If your example worked, things would indeed be simple. It doesn't.
Why? 2 reasons.


1. Where's the money? You assume that TSS means that capitalist's
will invest on the basis of labor-time content and not money.

2. I think you also assume that TSS abandons the notion of socially
necessary labor time. It does not.

3. Let me also note that in your example, reproduced below, capitalists
seem to be intentionally not accumulating capital.

Let me elaborate.

If the price of corn is $1, then we can write:


c + v + s = w

$50 + $10 + $40 = $100


Assume the above represents the prices at the end and the beginning
of the 1st period. Then, evaluating the new technique using those
prices would show that period (2) would look like


c(2) + v(2) + s(2) = w(2)


$45 + $ 15.50 + $39.50 = $100


Note, again, I am using the prices of Period 1 to evaluate the technique
of Period (2). No capitalist in the TSS approach would do this.


Where then is the difficulty? Perhaps, we've been moving a bit too
easily
from one unit of measurement to another --- money, labor time and value.
When Andrew, Massimo, et. al allow prices to fall in Period 2, we
should bear in mind that these are not the prices capitalists anticipate
as they make the investment but rather the prices that obtain according to
the determination of prices by labor time added. But no one in either the

SSS or the TSS approach is saying that capitalists make their
calculations in labor hours hoping that each labor hour will always
represent
a certain amount of money. As someone in the TSS school, I question why
those prices do drop in Period 2. But I would pose the same question to
those in SSS school. For now, TSS has been content to say "competition"
as has SSS.

Let's also note that prices mask the labor content of commodities and it
is this mask together with profit maximation, that forces capitalists
generally
to minimize the labor content of commodities. This is true of both
approaches.


Put simply, the investment has to look good to the capitalist as he
evaluates
the new technique. For now, we are assuming that he uses the prices in
Period 1 as he evaluates a new technique for use in Period 2. At no point,

does he recompute prices according to the labor time used in production.
For both TSS and SSS, this is true.

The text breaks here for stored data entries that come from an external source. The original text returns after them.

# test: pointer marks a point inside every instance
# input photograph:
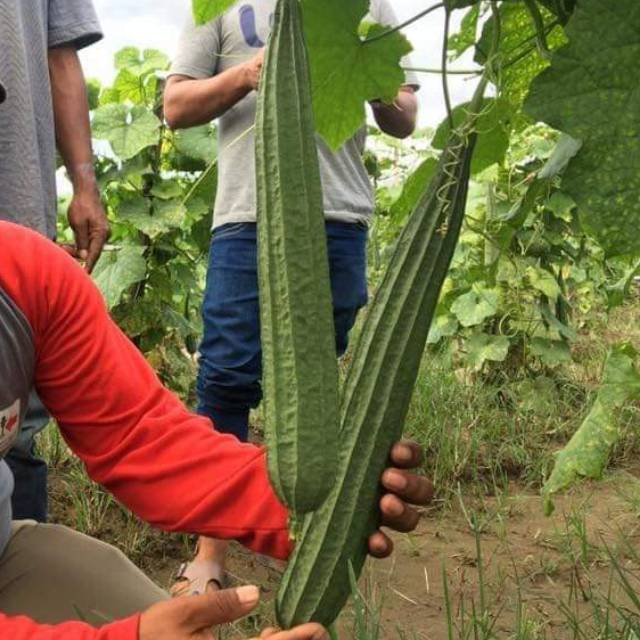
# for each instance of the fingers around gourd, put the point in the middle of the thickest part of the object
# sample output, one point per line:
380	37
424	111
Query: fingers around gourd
408	486
380	545
397	515
407	454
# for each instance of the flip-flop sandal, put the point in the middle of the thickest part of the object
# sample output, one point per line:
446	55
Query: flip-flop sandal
193	578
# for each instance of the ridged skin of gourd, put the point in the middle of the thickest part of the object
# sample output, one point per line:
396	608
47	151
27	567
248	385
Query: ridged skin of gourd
300	370
376	398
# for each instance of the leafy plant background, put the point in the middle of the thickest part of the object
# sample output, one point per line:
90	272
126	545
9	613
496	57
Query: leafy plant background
550	236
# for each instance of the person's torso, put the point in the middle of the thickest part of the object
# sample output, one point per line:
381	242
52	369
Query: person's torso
27	138
348	193
17	371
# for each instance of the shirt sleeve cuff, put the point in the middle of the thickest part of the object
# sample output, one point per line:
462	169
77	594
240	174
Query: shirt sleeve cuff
79	35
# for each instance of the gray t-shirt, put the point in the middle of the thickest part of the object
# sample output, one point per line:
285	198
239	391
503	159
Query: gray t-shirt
28	28
232	39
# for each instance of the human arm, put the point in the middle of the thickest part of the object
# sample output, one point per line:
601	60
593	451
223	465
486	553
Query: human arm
22	628
189	102
73	136
179	619
399	118
134	436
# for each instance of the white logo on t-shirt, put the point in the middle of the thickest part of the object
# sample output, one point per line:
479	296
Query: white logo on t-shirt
9	427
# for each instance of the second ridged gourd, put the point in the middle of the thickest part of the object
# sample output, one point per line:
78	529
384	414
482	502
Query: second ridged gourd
300	370
377	393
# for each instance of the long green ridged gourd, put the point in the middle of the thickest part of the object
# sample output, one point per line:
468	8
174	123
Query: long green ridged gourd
301	384
377	393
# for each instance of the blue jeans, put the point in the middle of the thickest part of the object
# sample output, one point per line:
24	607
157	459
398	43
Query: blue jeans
29	499
230	353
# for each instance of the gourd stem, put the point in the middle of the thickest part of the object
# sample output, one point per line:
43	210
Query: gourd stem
445	80
475	105
410	21
450	72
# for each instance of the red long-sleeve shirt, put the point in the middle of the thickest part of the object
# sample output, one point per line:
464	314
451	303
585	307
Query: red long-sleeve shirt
135	437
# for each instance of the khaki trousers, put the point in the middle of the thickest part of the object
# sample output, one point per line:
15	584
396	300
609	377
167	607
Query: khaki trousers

The difference is that SSS wants to
tell the capitalist that he invested less than he did in Period 2 after an
increase in productivity takes place, or, should there be a decrease in
productivity, it would tell him he invested more than he thought he did.
TSS simply says that the investment is what he invested.

John



On Tue, 26 Mar 1996 broberts@usm.maine.edu (Bruce Roberts) said:


>This is a bit of a change in focus from the recent flurry of posts under
>this heading; I'm going back to the earlier discussion. On the drive
back
>from the EEA I was mulling over the "temporality vs simultaneity" debate,
>on OPE-L and at the meetings (where it was quite intense), and a
>potentially interesting numerical case came to mind as a way to separate
>and distinguish the two approaches. I'm curious what you all think of the

>following example--TSS proponents especially.
>
>I start from the same physical conditions as in Massimo's example in his
>post #1357 (3/7/96). There is one commodity (corn), so price and value
are
>identical. 50 units of corn constant capital, combined with 50 units
labor
>performed, yield 100 units of corn output. The real wage per unit labor,
>which I take to be given and unchanging here, is .2 unit of corn. Unlike
>Massimo, I assume that wages are advanced, i.e., between period 1 and
>period 2, capitalists advance to workers money (to pay them for their
>forthcoming labor) which the workers immediately use to purchase means of
>subsistence--they buy some of period 1 output at the existing period 1
>output prices. (I do this because this is the way I understand Andrew to
>conceive it; changing the assumption would affect the numbers that result
>but presumably not the shape of the conclusions).
>
>Given these premises, the initial situation (in common to both approaches)
is:
>
>input P = output P = 1
>C = 50
>L = 50
>V = 10
>total real wages = 10 corn
>real wage per worker = .2 corn
>S = 40
>S/V = 4
>C/V = 5
>r = .6667
>
>Now, suppose that capital comes up with a new technology: the same
>physical output of corn (100) can be produced with only 45 units of corn
>constant capital (5 fewer), but it requires a significant increase in
>labor--L would be 77.5. Given the real wage (.2 corn), the 77.5 units of
>labor would have to be able to purchase 15.5 units of corn (5.5 more than
>before). The decrease in corn constant capital is more than offset by the

>increase in corn wages.
>
>Would capital institute this change? According to the SSS approach (and
>Marx as I read him), no. Physical capital advances (45 corn plus 15.5
>corn) rise, without any gain in total output. Labor productivity falls
>dramatically (more workers producing the same output), and the saving of
>constant capital is not enough to offset this. The rate of profit would
>fall a bit. Here are the numbers that would result (according to SSS) if
>the change was instituted:
>
>input P = output P = 1.409
>C = 63.409
>L = 77.5
>V = 21.841
>total real wages = 15.5
>real wage per worker = .2
>S = 55.659
>S/V = 2.548
>C/V = 2.903
>r = .653
>
>However, as near as I can tell, the TSS approach says that capital would
>*eagerly* embrace this change. The "determination of value by labor-time"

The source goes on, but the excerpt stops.